State to see big changes in real estate transactions
Some major adjustments will soon come into effect for both realtors and buyers in the state's housing market.
Beginning Oct. 3, real estate transactions will include, among other modifications, a mandatory three to six day waiting period before closing on the property in question.
Explaining this and other changes was Senior Vice President Clint Morgan from Ruoff Home Mortgage out of Fort Wayne. Morgan was the special guest speaker at a meeting in the Inn at DePauw banquet hall recently.
"The rule that's about to be put in place, called the 'TILA/RESPA Integrated Disclosure' (TRID), is a major documentation change in the real estate world," Morgan said. "We work regularly with realtors from around the area and the state, and the more we can have open lines of communication, the better off we are when the changes are put into place.
"(Wednesday) was a group session to kind of identify the changes and talk about how they would impact certain files or the way that an individual or company does business so we can be ready when it comes to the door," Morgan added.
Morgan is also the President of the Indiana Mortgage Bankers Association, a coalition or mortgage companies, banks, credit unions and affiliate members and vendors in the industry.
The TRID documentation essentially dictates that its predecessor, the "HUD-1 Settlement Statement," will be replaced by the new Closing Disclosure; a mandatory three to six day period must take place prior to the closing appointment; the new disclosure will make back-to-back closings more difficult; and invoices will be required much sooner in the transaction, "certainly prior to the day of closing," Wednesday's handout reads.

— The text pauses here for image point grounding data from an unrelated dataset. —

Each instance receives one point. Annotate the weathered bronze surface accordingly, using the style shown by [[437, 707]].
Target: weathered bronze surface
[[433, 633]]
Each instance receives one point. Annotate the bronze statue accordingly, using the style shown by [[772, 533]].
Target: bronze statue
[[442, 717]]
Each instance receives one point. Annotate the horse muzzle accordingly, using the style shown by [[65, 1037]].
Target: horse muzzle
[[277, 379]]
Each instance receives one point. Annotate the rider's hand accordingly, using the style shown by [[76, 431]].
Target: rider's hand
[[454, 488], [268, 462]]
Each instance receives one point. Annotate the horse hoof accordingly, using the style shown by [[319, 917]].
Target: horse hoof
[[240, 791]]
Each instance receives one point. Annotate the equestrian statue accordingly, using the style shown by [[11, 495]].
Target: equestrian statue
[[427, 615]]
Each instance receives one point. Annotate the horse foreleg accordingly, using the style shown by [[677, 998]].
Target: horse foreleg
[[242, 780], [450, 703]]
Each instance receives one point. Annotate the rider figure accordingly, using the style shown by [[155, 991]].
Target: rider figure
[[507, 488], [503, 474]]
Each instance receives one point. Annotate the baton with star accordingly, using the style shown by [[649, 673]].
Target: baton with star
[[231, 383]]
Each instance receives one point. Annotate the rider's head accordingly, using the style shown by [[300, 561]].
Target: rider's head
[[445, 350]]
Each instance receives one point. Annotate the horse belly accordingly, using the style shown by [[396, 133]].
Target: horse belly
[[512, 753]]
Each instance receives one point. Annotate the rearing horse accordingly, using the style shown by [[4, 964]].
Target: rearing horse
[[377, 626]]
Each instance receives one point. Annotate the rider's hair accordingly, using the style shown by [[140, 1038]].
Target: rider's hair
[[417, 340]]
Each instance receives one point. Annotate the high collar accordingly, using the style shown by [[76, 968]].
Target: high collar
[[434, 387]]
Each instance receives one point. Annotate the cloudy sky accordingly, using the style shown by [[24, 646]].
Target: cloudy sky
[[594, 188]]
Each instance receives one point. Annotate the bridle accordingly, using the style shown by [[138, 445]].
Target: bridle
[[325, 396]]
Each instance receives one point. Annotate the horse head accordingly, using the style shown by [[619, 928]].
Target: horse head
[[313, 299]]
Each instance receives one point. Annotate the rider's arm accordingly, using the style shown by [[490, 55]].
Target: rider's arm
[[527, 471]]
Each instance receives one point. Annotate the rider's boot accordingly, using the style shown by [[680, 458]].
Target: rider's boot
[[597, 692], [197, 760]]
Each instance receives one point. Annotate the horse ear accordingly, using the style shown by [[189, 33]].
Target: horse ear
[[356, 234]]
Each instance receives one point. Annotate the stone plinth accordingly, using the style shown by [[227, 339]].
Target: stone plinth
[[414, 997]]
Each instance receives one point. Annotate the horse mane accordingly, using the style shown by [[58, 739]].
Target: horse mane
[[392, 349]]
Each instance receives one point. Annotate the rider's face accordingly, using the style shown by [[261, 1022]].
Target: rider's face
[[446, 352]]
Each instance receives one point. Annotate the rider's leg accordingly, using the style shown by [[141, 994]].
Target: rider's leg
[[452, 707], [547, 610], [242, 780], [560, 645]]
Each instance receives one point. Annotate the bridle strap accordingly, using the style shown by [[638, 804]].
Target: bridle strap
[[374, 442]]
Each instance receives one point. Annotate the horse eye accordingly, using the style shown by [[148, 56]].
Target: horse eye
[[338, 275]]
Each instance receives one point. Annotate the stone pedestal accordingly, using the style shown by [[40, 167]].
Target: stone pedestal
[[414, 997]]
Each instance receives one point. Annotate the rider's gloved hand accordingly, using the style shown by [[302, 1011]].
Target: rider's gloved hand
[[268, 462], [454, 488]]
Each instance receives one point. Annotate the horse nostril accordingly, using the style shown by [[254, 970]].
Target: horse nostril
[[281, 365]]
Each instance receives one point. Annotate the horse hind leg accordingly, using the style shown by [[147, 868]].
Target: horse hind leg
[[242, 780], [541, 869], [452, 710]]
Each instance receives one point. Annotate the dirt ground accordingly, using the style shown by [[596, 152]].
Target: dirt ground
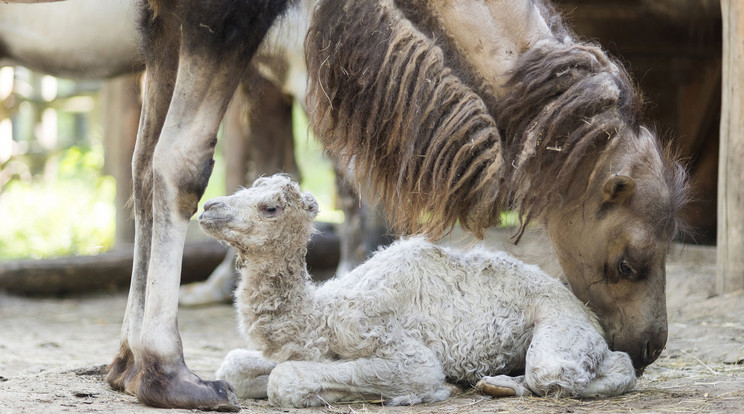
[[53, 352]]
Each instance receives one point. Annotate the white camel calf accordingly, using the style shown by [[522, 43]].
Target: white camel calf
[[404, 324]]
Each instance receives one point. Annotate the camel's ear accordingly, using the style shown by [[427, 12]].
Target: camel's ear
[[308, 201], [618, 189]]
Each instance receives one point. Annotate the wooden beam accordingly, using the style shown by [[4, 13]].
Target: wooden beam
[[730, 240]]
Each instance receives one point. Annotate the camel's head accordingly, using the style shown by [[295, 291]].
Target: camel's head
[[270, 214], [613, 247]]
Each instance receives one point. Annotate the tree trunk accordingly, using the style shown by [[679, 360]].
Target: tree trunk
[[122, 107], [730, 250]]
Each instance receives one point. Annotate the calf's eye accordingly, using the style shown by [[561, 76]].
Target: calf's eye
[[269, 210], [626, 269]]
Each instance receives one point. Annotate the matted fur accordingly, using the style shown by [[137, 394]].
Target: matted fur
[[419, 127], [384, 97]]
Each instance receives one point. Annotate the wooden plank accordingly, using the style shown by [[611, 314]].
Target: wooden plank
[[121, 101], [730, 240]]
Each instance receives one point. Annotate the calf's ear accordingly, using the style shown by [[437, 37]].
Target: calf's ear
[[618, 189], [311, 206]]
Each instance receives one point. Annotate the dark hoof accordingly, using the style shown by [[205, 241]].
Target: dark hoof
[[159, 385]]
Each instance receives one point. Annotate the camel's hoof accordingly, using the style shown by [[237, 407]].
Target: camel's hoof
[[495, 390], [499, 387], [157, 385]]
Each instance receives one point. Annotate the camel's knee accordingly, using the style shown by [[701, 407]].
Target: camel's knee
[[289, 386], [615, 376], [601, 374], [180, 175]]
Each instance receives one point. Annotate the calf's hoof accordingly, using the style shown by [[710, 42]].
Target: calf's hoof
[[502, 386]]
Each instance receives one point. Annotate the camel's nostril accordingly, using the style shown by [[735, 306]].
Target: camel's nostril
[[646, 351]]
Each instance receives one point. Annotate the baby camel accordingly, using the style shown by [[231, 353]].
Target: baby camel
[[402, 325]]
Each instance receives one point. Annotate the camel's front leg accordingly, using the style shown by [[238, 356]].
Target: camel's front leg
[[192, 73], [182, 163]]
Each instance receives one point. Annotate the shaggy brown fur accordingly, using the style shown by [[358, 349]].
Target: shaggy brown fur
[[393, 98], [421, 136]]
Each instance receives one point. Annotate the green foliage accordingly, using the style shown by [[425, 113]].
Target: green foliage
[[316, 168], [72, 214]]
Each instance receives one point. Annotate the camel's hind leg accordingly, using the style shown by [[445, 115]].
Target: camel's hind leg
[[414, 377], [171, 174], [568, 357]]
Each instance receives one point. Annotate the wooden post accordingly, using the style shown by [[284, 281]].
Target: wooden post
[[122, 106], [730, 251]]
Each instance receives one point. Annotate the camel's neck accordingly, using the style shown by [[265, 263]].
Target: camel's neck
[[275, 299], [274, 281]]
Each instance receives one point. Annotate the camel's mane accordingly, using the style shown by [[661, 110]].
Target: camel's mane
[[387, 102]]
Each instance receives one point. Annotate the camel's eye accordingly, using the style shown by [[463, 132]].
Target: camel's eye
[[270, 210], [626, 269]]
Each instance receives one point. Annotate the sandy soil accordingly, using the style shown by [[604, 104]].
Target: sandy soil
[[53, 352]]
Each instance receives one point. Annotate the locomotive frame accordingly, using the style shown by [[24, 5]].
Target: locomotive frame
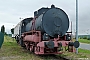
[[34, 41]]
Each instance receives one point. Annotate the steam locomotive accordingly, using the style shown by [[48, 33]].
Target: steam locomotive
[[46, 33]]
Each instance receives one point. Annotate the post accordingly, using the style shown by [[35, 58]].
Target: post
[[76, 24]]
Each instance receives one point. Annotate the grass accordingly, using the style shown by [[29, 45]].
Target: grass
[[84, 41], [12, 51], [82, 54]]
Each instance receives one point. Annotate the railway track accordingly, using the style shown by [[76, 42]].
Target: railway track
[[51, 57]]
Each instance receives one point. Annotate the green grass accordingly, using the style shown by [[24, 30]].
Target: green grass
[[12, 51], [84, 41]]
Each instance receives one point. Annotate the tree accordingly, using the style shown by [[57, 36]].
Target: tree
[[2, 29]]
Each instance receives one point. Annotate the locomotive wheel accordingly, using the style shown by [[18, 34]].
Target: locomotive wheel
[[38, 48]]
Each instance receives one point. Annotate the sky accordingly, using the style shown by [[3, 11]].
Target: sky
[[12, 10]]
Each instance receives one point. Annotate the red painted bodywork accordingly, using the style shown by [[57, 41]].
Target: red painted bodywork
[[33, 41]]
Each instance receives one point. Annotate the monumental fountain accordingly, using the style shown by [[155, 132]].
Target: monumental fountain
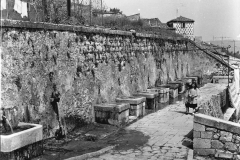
[[18, 140]]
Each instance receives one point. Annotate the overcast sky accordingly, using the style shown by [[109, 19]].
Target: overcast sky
[[212, 17]]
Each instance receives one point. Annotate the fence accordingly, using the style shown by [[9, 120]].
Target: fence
[[54, 11]]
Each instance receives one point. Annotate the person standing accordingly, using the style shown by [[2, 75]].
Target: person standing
[[192, 95]]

"We have 16 locations around the state, Greencastle being one of those," Morgan said. "My job is to prepare our loan officers. We have 110 officers in the state, all working in different communities. Interacting with each of those people ... I just try to educate them and have them as up-to-speed and as sharp as possible when they're out in the field."
Why
The final ruling and official interpretation, as described in line one of an official release on consumerfinance.gov, states that "sections 1098 and 1100A of the Dodd-Frank Wall Street Reform and Consumer Protection Act (Dodd-Frank Act) direct the Bureau of Consumer Financial Protection (CFPB) to publish rules and forms that combine certain disclosures that consumers receive in connection with applying for and closing on mortgage loan under the Truth in Lending Act and the Real Estate Settlement Procedures Act."
Basically, the combining of the pre-existing rules, with the four aforementioned additions, forms TRID.
How
Morgan and Ruoff have directed those interested in learning more about the practical process to examine the Real Estate Settlement Procedures Act, in which the following is stated:
"Within three days (excluding legal public holidays, Saturdays and Sundays) after a person applies for a reverse mortgage transaction, the lender or mortgage broker who anticipates using table funding, or dealer in a first-lien-dealer loan shall provide to the person a servicing disclosure statement that states whether the servicing of the mortgage loan may be assigned, sold or transferred to any other person at any time," the release reads. "If a person who applies for a reverse mortgage transaction is denied credit within the three day period, a servicing disclosure statement is not required to be delivered."
Furthermore, email is now officially considered to be a form of initializing the closing (or three day) process. If a creditor sends the required disclosures on Monday, the consumer is considered to have received them on Thursday, three days later.
The creditor may also rely on evidence that the consumer received the email. So, if a creditor emails the disclosures at 1 p.m. on Tuesday and the consumer then emails the creditor with an acknowledgment of receipt by 5 p.m. on the same day, the creditor could claim that the disclosures were received on the same day.
Summary
The adjustments are intended to improve the quality of services from realtors, as well as better the home-buying experience. Not only will realtors have better, more efficient services, the consumer will also have a wealth of information at their fingertips without the obligation to act quickly.
"Right now it's like a 30-day process to buy a house," Morgan said. "You shop for a house, write a contract, probably talk to a mortgage person before, you write a purchase agreement, you offer that to the seller and they accept it.
"Then, 30 days later you show up at the closing and you get to see the numbers," Morgan continued. "So, if you're expecting say $5,000 but on the day of closing they tell you they need $6,000 or $4,000 -- it's that process that we and the CFPB are trying to harness, overhaul and make more transparent for the consumer."